Ehrenhaus points out that there are fewer long-term studies now as there were at the advent of the surgery because of the proven safety and effectiveness of the procedure.

With the natural aging process, it’s possible a patient will need a touch-up LASIK procedure to fine tune his or her vision in the future, or may need reading glasses later in the life.

“Aging changes occurs within 100 percent of the population,” Dr. Kerry Solomon, director of the Carolina Eyecare Research Institute in Charleston, SC, told FoxNews.com. “…Occasionally things will change in [eye] shape and size.”

Those eye changes also include cataracts, the clouding of the natural lens of the eye.
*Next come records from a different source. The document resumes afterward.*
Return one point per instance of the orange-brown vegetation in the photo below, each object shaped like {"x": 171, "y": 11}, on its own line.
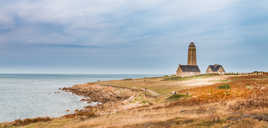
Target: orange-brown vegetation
{"x": 235, "y": 101}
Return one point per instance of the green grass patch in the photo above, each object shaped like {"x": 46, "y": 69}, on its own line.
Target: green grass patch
{"x": 177, "y": 78}
{"x": 225, "y": 86}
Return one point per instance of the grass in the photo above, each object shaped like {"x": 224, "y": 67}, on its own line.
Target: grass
{"x": 225, "y": 86}
{"x": 176, "y": 97}
{"x": 200, "y": 109}
{"x": 177, "y": 78}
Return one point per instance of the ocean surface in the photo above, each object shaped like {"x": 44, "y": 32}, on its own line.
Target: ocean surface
{"x": 38, "y": 95}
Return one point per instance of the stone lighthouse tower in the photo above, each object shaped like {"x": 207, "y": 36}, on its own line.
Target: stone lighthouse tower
{"x": 192, "y": 54}
{"x": 191, "y": 68}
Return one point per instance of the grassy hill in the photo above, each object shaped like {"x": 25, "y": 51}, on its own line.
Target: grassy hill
{"x": 237, "y": 101}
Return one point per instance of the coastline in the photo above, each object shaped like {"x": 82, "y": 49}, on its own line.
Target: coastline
{"x": 127, "y": 104}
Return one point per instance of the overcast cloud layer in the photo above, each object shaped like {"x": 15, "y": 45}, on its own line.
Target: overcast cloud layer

LASIK does not increase the incidence of cataracts – the surgery affects only the cornea, not the lens of the eye.

“With or without LASIK, we all develop [cataracts]… and their occurrence is unrelated to LASIK,” Werner said.

Long-term safety of LASIK has been good and continues to improve with technological developments.

“Most patients do phenomenally well in the long-term. 15 to 20 years after, patients come up and say, ‘This is the best thing I ever did,’” Ehrenhaus said. “If it wasn’t a good procedure, it wouldn’t still be done.”